Most distortion pedals will allow for tone control, but generally, there is a certain type of overdriven sound they’re hoping to evoke like a vintage, trebly sound or a fat and warm sound.
For the most effective bass distortion, you’ll need a pedal that covers lower ranged frequencies though. Bass guitar has a naturally low pitch and therefore needs a lower boost, but I’ll explain in more detail later.
Beyond whether how well a pedal actually functions, your tastes and intended sounds are the most important factor. Read reviews and watch YouTube videos of people playing a pedal you have in mind so that you can get a better picture of how it sounds.
One thing that can’t be stressed enough is that not every distortion pedal that works for guitar will work as effectively with bass, which leads me to…
Is it smart to use guitar distortion pedals with a bass guitar?
Unfortunately, there is no short answer; it depends on the pedal. Although guitar distortion pedals will function with bass, don’t expect every distortion pedal to respond well to your bass signal. Those pesky guitarists have a much wider playing field when it comes to distortion pedals.
Essentially, bass frequencies are far too low for what a lot of D pedals for guitar are aiming to boost. Guitars naturally play a higher frequency than bass guitars, so most guitar DP’s are built with those higher frequencies in mind.

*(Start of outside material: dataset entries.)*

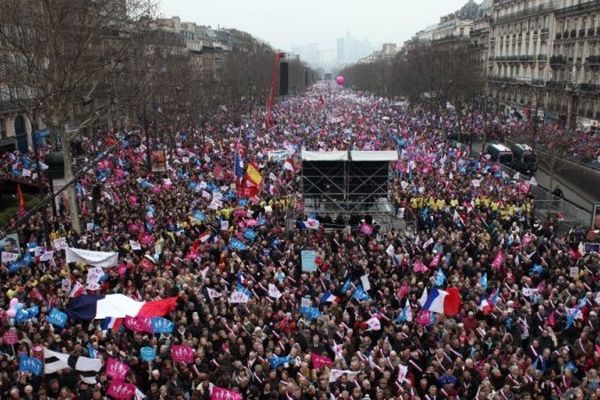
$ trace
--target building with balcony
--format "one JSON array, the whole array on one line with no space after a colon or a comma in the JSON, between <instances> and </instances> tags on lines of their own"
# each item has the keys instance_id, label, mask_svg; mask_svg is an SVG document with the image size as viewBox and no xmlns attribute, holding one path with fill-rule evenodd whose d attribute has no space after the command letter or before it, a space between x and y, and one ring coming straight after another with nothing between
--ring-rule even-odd
<instances>
[{"instance_id":1,"label":"building with balcony","mask_svg":"<svg viewBox=\"0 0 600 400\"><path fill-rule=\"evenodd\" d=\"M546 108L567 124L600 120L600 1L558 0Z\"/></svg>"},{"instance_id":2,"label":"building with balcony","mask_svg":"<svg viewBox=\"0 0 600 400\"><path fill-rule=\"evenodd\" d=\"M599 0L494 0L490 94L569 128L600 119L599 19Z\"/></svg>"},{"instance_id":3,"label":"building with balcony","mask_svg":"<svg viewBox=\"0 0 600 400\"><path fill-rule=\"evenodd\" d=\"M494 0L487 81L500 108L522 112L546 103L553 10L553 0Z\"/></svg>"}]
</instances>

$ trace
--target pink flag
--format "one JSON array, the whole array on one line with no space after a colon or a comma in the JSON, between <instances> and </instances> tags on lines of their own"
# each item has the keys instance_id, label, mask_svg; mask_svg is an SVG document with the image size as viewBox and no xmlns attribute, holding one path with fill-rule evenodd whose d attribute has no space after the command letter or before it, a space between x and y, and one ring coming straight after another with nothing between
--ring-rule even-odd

For example, a guitar D pedal that’s trebly is not going to work so well with your low-pitched bass sound. It will work, but it will suck out most of the bass tone. Distortion pedals for a guitar that has a warmer and a more naturally bassy tone are a better alternative, but again, it will work but not as well as distortion pedals specifically designed for bass guitars — don’t worry we’ll get to that. The more considerate of manufacturers of DP’s cater for both guitar and bass, but not all, so look out for that.
As with anything related to music, there’s always room for experimentation. You can still explore the sounds of guitar distortion pedals because they will still function with bass; just know that they’re not all intended to support bass frequencies.

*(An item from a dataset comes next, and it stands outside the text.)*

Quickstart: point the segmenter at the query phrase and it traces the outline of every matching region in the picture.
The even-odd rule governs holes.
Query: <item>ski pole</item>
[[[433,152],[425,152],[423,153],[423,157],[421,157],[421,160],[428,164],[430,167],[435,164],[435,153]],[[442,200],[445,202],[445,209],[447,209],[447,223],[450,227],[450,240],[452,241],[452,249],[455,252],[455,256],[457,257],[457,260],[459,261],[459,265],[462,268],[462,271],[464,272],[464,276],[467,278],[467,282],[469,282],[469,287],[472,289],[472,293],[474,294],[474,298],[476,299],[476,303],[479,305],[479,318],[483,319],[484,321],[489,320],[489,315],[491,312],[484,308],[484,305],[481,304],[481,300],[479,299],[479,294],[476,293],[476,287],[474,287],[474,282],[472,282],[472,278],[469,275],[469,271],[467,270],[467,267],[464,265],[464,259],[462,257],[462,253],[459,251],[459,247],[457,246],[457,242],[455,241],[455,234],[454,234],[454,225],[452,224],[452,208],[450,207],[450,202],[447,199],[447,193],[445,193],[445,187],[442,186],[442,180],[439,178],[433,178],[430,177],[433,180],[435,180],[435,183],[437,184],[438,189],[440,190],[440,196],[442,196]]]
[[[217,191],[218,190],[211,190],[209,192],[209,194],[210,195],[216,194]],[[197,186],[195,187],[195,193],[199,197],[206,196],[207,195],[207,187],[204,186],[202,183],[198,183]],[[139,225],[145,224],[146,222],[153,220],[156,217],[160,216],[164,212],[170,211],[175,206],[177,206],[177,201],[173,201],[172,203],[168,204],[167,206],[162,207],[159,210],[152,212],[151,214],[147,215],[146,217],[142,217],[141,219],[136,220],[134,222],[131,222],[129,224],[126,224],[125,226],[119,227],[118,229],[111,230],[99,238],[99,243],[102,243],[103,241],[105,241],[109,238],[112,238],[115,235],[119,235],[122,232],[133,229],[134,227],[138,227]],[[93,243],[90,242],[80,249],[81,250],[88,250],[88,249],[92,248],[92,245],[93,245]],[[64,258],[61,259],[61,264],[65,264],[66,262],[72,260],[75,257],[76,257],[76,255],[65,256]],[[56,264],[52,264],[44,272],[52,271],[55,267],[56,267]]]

Is there any bass guitar dedicated distortion pedals?
Don’t despair! There most certainly are bass guitar dedicated distortion pedals – like the ones we have reviewed. They all belong to dedicated distortion pedals.

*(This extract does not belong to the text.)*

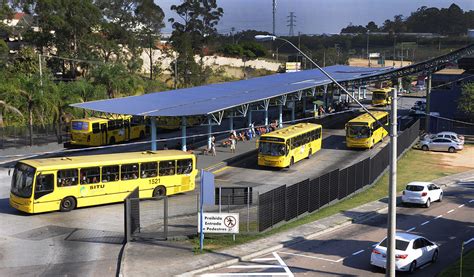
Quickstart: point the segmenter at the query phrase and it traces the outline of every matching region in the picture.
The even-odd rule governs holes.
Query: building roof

As mentioned earlier, the bass guitar needs that lower-pitched support, with that in mind, there are more than a few bass specific D pedals – as.
There are undeniably not as many specific distortion pedals for bass than there is for guitar, but there’s nothing stopping you from using a distortion pedal intended for guitar. A lot will work relatively well just make sure that they do.
SO, WHERE DOES bass distortion pedal GO IN THE SIGNAL PATH?
Hmm…conventionally, distortion pedals go near the beginning of the signal chain.
You have your input, then from that, there’s a tuner, volume pedals, any pitch shifters, filters, or compressors and then, conventionally, your distortion will go slap bang there, before anything like delay or reverb and then finally the amp.
This is the most logical setup because if a distortion pedal is placed later in the signal path it’s essentially amplifying and distorting the effect or effects of anything that came before it.
Funnily enough, most people don’t want their reverb to sound distorted hence it being put after the distortion pedal or any pedal that boosts volume or gain. If the D pedal is affecting tone too, then again, people tend to want it early in the signal path because it’s kind of a base layer for the overall sound and everything else after it is simply modifying that basic layer.
With the usual setup, unwanted noise is kept to a minimum and tone is kept flexible. That being said, be experimental! You might want to put your overdrive last in the chain; it might not sound great, but at least you will be going against the grain a bit and are exploring different sounds. It’s a bit limiting to follow the standard guidelines; the desired sound is, as always, up to you.